Оля вздохнула и потупилась…

– Как я ошиблась, как ошиблась! И что хуже всего, нельзя поправить! Развестись ведь с ним нельзя?

– Нельзя…

– И к чему я спешила, не понимаю! Мы, девушки, так глупы и ветрены… Бить нас некому! Впрочем, не воротишь, и рассуждать тут нечего… Ни рассуждения, ни слезы не помогут. Я, Сережа, сегодня всю ночь плакала! Он тут… около лежит, а я про тебя думаю… спать не могу… Хотела даже бежать ночью, хоть в лес к отцу… Лучше жить у сумасшедшего отца, чем с этим… как его…

– Рассуждения, Оля, не помогут… Нужно было тогда рассуждать, когда ты ехала со мной из Тенева и радовалась, что выходишь за богатого человека… Теперь же поздно упражняться в красноречии…

– Поздно… но так тому и быть! – сказала Оля, решительно махнув рукой. – Лишь бы только хуже не было, а то еще можно жить… Прощай! Пора уж идти…

– Нет, не прощай!

Я привлек к себе Олю и стал осыпать ее лицо поцелуями, словно стараясь вознаградить себя за утерянные три дня. Она жалась ко мне, как озябший барашек, грела мое лицо своим горячим дыханием… Наступила тишина…

– Муж убил свою жену! – гаркнул мой попугай… Оля вздрогнула, высвободилась из моих объятий и вопросительно поглядела на меня…

– Это попугай, душа моя… – сказал я. – Успокойся…

– Муж убил свою жену! – повторил Иван Демьяныч. Оля поднялась, молча надела шляпу и подала мне руку…

На лице ее был написан испуг…

– А что, если Урбенин узнает? – спросила она, глядя на меня большими глазами. – Ведь он убьет меня!

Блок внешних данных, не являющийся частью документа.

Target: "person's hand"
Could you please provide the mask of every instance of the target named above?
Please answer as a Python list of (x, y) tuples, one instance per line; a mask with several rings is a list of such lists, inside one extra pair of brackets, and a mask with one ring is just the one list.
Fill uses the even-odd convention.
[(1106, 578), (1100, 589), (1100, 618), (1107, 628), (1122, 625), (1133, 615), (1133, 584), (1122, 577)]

– Ну, полно… – засмеялся я. – Хорош был бы я, если бы позволил ему убить тебя! Да едва ли он способен на такое необыкновенное дело, как убийство… Ты уходишь? Ну, прощай же, дитя мое… Жду… Завтра буду в лесу около домика, где ты жила… Встретимся…

Проводивши Ольгу и воротясь в кабинет, я встретил там Поликарпа. Он стоял посреди комнаты, сурово глядел на меня и презрительно покачивал головой…

– Чтобы в другой раз у меня этого не было, Сергей Петрович! – сказал он тоном строгого родителя. – Я этого не желаю…

– Чего это?

– Того самого… Вы думаете, я не видел? Все видел… Чтоб она не смела сюда ходить! Нечего тут шуры‑муры за водить! На это другие места есть…

Я был в великолепнейшем настроении духа, а потому шпионство и менторский тон Поликарпа не рассердили меня. Я засмеялся и услал его в кухню.

Не успел я еще опомниться после посещения Ольги, как ко мне пожаловал новый гость. К моей квартире подъехала с шумом карета, и Поликарп, плюя по сторонам и бормоча ругательства, доложил мне о приезде «тово… энтого, чтоб его…», т. е. графа, которого он ненавидел всеми силами своей души. Граф вошел, слезливо поглядел на меня и покачал головой…

– Ты отворачиваешься… Не хочешь говорить…

– Я не отворачиваюсь, – сказал я.

– Я так любил тебя, Сережа, а ты… из‑за пустяка! За что ты меня оскорбляешь? За что?

Граф сел, вздохнул и покачал головой…

– Ну, будет тебе дурака ломать! – сказал я. – Ладно!

Сильно было мое влияние над этим слабым, тщедушным человечишкой, так же сильно, как и презрение к нему… Мой презрительный тон не оскорбил его, а напротив… Услышав мое «ладно!», он вскочил и принялся обнимать меня.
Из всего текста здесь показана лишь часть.